The rise of Middle Eastern and Asian IPOs
The Middle East and Asia now dominate the IPO landscape, collectively accounting for over half of global IPO funds and five of the top 10 deals this year. Notable highlights include:
- Dubai: Talabat, the local subsidiary of Delivery Hero, raised $2 billion in the largest global tech IPO of the year.
- Abu Dhabi: Lulu Retail Holding secured $1.7 billion, and a state-owned Omani oil company unit raised $2 billion.
- Asia: Tokyo Metro’s $2.4 billion IPO and Hyundai Motor’s $3.3 billion unit listing in India showcased the region’s growing dominance.
These deals reflect the strategic efforts of Middle Eastern and Asian governments to deepen capital markets by listing major national entities locally.
London’s decline: Structural challenges
London’s fall from grace highlights deep structural issues:
- Lower stock valuations: London struggles to offer competitive IPO valuations.
- Risk-averse investors: Domestic pension funds show limited appetite for high-risk investments.
- Competition from other financial hubs: Cities like Dubai, New York, and Hong Kong are luring companies away.
Recent reforms to the UK’s listing rules, including greater flexibility in stock structures and disclosure requirements, have yet to yield significant results. Despite these efforts, London failed to host any of the world’s top 100 IPOs this year, while other regions experienced a boom in multi-billion-dollar deals.
IPO exodus and M&A surge
London’s equity market is shrinking at an unprecedented pace:
- Record delistings: 45 companies left the London Stock Exchange this year, the highest number since 2010. Many cited low liquidity and poor analyst coverage.
- Mergers and acquisitions: Private equity firms like KKR and EQT have swooped in, acquiring undervalued UK companies and turning them private.

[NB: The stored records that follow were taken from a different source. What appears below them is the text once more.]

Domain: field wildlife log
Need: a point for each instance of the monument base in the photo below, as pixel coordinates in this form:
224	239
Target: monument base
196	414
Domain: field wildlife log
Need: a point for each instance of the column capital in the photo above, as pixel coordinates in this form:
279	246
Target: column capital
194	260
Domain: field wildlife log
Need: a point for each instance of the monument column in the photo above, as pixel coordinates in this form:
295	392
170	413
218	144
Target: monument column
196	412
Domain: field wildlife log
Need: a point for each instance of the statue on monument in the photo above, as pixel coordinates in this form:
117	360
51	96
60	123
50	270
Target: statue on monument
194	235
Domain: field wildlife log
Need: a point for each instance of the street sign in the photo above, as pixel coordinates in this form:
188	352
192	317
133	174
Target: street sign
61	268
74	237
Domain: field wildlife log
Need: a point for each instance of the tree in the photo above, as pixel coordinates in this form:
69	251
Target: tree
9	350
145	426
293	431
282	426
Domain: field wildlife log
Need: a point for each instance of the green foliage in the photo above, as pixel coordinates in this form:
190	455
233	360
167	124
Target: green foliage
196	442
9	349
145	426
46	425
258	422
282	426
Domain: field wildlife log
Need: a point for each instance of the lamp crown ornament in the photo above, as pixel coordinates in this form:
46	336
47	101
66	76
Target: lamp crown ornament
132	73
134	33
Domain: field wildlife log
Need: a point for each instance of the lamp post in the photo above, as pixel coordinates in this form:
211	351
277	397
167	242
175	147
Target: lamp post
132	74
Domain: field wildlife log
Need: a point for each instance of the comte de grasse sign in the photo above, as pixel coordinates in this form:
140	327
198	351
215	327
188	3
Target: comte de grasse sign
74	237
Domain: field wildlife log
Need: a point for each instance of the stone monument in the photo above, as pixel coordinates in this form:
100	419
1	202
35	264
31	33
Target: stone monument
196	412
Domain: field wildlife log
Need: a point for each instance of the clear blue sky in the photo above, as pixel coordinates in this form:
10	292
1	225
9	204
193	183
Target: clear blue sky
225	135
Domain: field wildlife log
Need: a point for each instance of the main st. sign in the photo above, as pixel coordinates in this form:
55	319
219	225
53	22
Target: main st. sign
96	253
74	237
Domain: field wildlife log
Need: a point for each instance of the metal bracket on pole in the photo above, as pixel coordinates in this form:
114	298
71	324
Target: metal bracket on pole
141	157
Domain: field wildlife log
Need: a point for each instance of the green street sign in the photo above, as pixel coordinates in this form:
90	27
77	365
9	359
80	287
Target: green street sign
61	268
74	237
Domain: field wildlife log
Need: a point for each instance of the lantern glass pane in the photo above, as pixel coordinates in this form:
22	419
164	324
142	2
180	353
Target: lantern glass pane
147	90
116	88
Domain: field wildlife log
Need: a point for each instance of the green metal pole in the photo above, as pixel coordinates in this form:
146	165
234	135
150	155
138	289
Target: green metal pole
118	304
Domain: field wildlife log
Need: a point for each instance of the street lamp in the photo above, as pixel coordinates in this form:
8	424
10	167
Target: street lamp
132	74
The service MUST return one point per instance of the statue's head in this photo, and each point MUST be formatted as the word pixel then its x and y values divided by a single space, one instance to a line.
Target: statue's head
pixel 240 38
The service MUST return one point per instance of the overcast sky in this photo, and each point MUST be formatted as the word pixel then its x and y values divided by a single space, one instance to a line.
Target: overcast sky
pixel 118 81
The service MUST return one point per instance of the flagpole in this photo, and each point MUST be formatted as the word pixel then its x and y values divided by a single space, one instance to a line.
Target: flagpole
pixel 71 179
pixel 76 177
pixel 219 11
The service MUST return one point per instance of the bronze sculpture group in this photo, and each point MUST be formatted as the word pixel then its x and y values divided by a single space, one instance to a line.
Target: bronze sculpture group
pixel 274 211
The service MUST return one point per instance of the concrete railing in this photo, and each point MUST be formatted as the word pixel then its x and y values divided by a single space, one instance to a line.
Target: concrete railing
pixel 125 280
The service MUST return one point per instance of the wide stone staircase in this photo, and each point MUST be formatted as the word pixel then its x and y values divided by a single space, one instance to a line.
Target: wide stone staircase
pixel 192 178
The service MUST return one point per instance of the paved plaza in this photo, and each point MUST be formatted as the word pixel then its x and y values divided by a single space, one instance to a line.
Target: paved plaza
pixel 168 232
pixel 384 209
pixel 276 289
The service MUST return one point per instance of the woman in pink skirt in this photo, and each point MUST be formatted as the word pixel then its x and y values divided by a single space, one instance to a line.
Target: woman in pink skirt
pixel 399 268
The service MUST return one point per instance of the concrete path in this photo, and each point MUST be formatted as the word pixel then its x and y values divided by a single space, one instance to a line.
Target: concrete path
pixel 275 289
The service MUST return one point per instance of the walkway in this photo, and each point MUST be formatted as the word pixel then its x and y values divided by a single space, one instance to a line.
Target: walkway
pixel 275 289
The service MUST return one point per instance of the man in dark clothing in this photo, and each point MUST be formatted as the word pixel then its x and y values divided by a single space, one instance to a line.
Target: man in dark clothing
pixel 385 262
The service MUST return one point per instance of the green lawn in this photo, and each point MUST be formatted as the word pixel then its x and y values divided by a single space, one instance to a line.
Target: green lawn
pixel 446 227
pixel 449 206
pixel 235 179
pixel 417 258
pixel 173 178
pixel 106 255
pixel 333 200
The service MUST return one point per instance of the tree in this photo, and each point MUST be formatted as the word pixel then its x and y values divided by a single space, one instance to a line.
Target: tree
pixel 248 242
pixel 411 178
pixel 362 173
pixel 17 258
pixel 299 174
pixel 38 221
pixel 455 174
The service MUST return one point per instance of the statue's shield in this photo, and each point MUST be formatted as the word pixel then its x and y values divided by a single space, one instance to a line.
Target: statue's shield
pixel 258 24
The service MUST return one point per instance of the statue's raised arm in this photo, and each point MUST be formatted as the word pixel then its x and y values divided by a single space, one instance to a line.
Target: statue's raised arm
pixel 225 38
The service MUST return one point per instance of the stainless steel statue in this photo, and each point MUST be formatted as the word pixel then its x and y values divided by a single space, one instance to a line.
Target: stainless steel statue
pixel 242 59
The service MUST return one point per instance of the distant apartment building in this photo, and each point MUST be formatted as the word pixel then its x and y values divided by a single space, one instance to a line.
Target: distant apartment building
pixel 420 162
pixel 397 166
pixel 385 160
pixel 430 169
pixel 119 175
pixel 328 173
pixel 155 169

This trend further erodes the UK’s capital market ecosystem, diminishing its appeal as a global financial hub.
Seeking a comeback amid global competition
Despite the grim outlook, there are bright spots. The overall value of equity capital raised through secondary offerings has risen 60% this year to $30.8 billion. Additionally, global firms such as CK Infrastructure Holdings and Vivendi have chosen London for secondary listings, signaling that the city still holds some allure.
The UK government has pledged to revive the market, with Prime Minister Keir Starmer promising to scrap regulations that hinder economic growth. Key reforms include allowing dual-share class structures to attract tech firms and increasing flexibility in capital disclosures.
Future prospects
Companies like Shein, which is exploring a London IPO in early 2025, and Canopius Group, seeking a $3 billion valuation, could breathe life back into the market. However, experts agree that attracting bold, growth-focused companies requires not just policy tweaks but a cultural shift toward embracing higher-risk ventures.
As Alexandra Jackson of Rathbones Group told Bloomberg:
"The UK needs more adventurous investors and companies willing to take a chance. Without that, the path to recovery will remain long and uncertain."
For now, London must fight to reclaim its place as a leading global IPO destination, or risk being permanently overshadowed by the rapidly ascending Middle Eastern and Asian markets.